What was actually ingested
Full article (~3,000 words, pdftotext extract of the HBR PDF). All quantitative claims (KPMG/Melbourne 57%, the authors’ 604-respondent survey, the 104-study meta-analysis, the Stanford 51-deployment 77%, the Anthropic 69% social-stigma figure) are reported as the source states them; the wiki treats them as second-hand to the underlying studies.
How this source touches the wiki (dynamic capabilities)
- contextual/internal-barriers — low organizational trust, weak psychological safety, job insecurity, and competitive internal climates are the barriers that suppress AI-knowledge sharing; the article’s central finding is that these dominate formal-infrastructure factors.
- contextual/internal-enablers — trust + psychological safety + a shared sanctioned toolset + legitimized experimentation (“side quests”) + multiplier rewards are the enablers that convert private workflows into collective capability (“trust creates the willingness to share; a common toolset creates the opportunity”).
- strategic-renewal/organizational-culture — the thesis that “AI stress-tests culture” and that disclosure culture (not adoption rate) is the real lever is a culture-renewal claim: capturing AI’s gains requires changing the implicit deal about what happens to employees who reveal how they work.
Linked entities and concepts
- Concepts: ai-knowledge-hiding (primary source), enterprise-ai-adoption (trust/culture as the binding constraint), micro-productivity-trap (efficiency-tax at the individual level), durable-skills / ai-deskilling (the replaceability fear), responsible-ai (the tooling-surveillance trade-off).

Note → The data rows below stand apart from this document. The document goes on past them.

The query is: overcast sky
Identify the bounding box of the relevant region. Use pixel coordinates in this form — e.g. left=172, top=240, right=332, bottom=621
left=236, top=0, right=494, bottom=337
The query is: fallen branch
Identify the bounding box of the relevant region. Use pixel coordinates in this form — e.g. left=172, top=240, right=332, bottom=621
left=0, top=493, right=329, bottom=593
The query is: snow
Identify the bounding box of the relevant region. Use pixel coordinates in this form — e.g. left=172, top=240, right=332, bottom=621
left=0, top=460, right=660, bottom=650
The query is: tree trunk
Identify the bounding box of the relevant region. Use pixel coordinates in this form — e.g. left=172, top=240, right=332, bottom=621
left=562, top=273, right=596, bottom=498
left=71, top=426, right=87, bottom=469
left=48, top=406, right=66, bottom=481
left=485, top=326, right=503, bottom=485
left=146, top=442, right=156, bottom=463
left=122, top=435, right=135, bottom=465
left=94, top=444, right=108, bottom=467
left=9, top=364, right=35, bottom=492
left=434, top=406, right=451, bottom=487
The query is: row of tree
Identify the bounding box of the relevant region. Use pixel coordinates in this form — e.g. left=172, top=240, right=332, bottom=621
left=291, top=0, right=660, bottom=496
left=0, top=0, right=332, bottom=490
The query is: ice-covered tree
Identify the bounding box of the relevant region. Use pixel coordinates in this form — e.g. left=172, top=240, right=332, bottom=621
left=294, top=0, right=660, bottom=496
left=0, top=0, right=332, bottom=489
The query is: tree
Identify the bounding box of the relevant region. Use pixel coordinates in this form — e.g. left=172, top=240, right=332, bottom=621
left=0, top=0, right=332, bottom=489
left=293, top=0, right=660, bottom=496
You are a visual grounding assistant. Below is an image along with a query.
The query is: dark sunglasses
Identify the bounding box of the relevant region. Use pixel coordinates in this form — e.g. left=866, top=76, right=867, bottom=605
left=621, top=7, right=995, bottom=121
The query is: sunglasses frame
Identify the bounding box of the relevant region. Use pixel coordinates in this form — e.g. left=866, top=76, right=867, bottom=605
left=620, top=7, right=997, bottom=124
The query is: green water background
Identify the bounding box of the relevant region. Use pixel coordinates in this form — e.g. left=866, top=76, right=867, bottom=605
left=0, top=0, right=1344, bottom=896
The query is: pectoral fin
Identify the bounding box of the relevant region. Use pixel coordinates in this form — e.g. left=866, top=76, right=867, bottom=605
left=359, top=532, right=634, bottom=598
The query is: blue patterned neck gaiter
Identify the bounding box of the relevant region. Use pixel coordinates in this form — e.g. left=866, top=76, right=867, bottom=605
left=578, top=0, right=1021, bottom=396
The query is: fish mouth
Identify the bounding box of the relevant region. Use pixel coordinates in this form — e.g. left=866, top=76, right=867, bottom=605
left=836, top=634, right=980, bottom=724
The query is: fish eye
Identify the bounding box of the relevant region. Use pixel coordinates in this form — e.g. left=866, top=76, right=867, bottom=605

- Dangling (single-source mention, deferred per author-entity rule): Eric Anicich, Jeslyn Brouwers (authors), Amy Edmondson (psychological-safety / exploratory-testing framing), Matthew Call.
Source-to-source relationships
- Supports 2026-04-28-mit-sloan-ai-maturity — both put the binding constraint on AI value capture in human/organizational factors, not technology; the Stanford “77% of hard adoption challenges are non-technical” figure is the same maturity gap from the disclosure-culture angle.
- Supports 2025-12-22-randell-gousset-microsoft-agentic-devops-in-real-life — develops the “trust gap” they name as the binding adoption constraint, specifying it as an employee↔employer trust problem with measured predictors (trust/psychological safety).
- Other adoption-cluster neighbours considered — BCG, HBR, OpenAI — share the enterprise-ai-adoption concept but no direct source-to-source edge added: this source’s specific claim (trust→disclosure of solutions) is distinct from theirs and is carried via the concept page. (Not every co-occurrence is a relationship.)